Breastfeeding - it is healthy!
In spite of the fact that I had rather easy childbirth, from - for a Rhesus factor - the conflict the first time to me allowed to take the kid only in two days. Small slept, around a mouth of a pozasykhal at it white crusts mix with which fed in maternity hospital. The nurse, carrying children on the next feeding, did not hide that mine was just fed. “You all the same have no milk, and it is hungry!“ - she reasoned. As a result the full kid did not want to take a breast, milk did not come in any way, and here still cracks of nipples...All 4 days in maternity hospital I carried out
approximately so: I smear nipples with the cream healing cracks, I wait hour, I run to wash a breast, bring the child (as always, full), I try to feed him, does not leave, he otrygivat mix and falls asleep, the child is taken away, I pay in a toilet, I am approved in the full insolvency as mothers, I smear nipples...with
By the end the day before yesterday under windows of maternity hospital drew my husband with the fat book which it somewhere could get in the eleventh o`clock in the evening, and began to read to me on mobile elements of applying of the child to a breast. We spoke more than an hour (it dread to think what to it the phone bill came!), but, when Kostenka was brought on night feeding, he for some reason (oh, happiness!) it was hungry, and at me it turned out to give a breast correctly! I also did not think that it is the whole science! We ate all maternity hospitals of 40 minutes which are taken away for this purpose by personnel! As I was happy! The self-assessment went too up, and I believed that I will be able to feed!But everything appeared
very not easy... Having arrived home, I understood that to feed - there is more to come that needs to study. And how to swaddle? And to bathe? And to process pupochek? Councils of relatives fell down on me in a huge number. Especially was zealous the mother-in-law who in the innocence began to assure me that the child cries: a) because I have no milk, or b) because I am not able to look after him...

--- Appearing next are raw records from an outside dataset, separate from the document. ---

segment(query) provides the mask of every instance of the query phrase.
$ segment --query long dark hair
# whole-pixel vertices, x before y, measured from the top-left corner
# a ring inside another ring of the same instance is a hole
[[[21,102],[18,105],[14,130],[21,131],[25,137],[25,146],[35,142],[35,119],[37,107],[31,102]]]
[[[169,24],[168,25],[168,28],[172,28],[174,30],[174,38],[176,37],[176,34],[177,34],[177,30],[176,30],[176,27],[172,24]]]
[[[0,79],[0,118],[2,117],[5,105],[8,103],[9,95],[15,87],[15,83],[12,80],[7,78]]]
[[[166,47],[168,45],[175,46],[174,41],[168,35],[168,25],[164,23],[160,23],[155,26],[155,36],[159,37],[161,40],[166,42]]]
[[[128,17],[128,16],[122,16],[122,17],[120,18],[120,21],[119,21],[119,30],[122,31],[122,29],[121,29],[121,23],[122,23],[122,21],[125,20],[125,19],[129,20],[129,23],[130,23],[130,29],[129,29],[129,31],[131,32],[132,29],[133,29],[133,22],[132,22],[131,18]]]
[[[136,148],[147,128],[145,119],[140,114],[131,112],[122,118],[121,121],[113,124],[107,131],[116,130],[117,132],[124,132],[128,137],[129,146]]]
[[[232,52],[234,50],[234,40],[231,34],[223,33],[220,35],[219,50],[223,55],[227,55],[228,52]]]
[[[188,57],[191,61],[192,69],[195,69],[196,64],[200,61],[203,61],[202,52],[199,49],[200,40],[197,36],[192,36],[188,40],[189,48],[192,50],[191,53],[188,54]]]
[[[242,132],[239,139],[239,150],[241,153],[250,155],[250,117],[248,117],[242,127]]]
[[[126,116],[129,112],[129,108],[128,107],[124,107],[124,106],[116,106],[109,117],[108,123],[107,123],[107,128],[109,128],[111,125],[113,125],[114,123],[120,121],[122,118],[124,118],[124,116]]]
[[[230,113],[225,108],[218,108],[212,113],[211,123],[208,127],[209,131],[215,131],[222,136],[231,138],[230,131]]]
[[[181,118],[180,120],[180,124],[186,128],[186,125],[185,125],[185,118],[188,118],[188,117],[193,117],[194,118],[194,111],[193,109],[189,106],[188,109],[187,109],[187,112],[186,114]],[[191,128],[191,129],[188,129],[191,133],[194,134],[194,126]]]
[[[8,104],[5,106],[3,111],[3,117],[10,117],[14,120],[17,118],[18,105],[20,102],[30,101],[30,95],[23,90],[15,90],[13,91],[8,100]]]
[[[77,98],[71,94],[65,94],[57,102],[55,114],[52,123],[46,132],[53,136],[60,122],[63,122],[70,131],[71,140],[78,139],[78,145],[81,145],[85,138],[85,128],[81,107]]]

of Milk, for some reason, and the truth, was almost not. In kitchen boxes with dairy mix appeared. I looked at them, and it seemed to me that even this cardboard box demonstrates that I am no good as mother. In 2 weeks of sleepless nights and statements of the mother-in-law concerning my insolvency I just did not open for her a door! And we began to solve the problems with the kid - ceased to be fed on hours, and crying took place; began to sleep together, and got enough sleep better; spent with each other much time and both became much quieter... The milk became much, and to me it is not so terrible! I believed that at us everything will turn out!Breastfeeding not only gives
all necessary for my kid, it terribly raises my self-assessment, and the kid needs not overdriven hysteric woman, and quiet, self-assured mother. In 7 months of breastfeeding we from Kostenkaya, of course, had problems - and laktostaz, and my cold, fortunately, which is not transmitted to the kid - but I was sure now that I will cope. As it is sure now that I will feed a lot more months and to derive from it not smaller pleasure, than my kid!
Would like to give several advice to future mothers that they did not repeat my mistakes.Read
- not only about childbirth, read about care of the child, about applying to a breast. Can not show you it in maternity hospital, and you will become puzzled. I was very much helped by William and Marta Serz`s book “Your kid from the birth till 2 years“ (it it to me was read by the husband on mobile, standing under windows of maternity hospital). Not too trust
- to councils of relatives - they raised children in other time, and their data on care of the child became outdated. It is better that near you and the child there were less people, so you will quicker come into contact with each other.
- Listen to the intuition, and if the pediatrician speaks to you to feed on hours, and the internal voice shouts that the pediatrician is wrong, draw the corresponding conclusions. We began to be fed on demand only in a week after an extract from maternity hospital, and then I had milk. It dread to think that was if I continued to listen to councils of relatives and the district doctor!
to All future mothers a lot of tasty milk! At you everything will turn out, it cannot but turn out!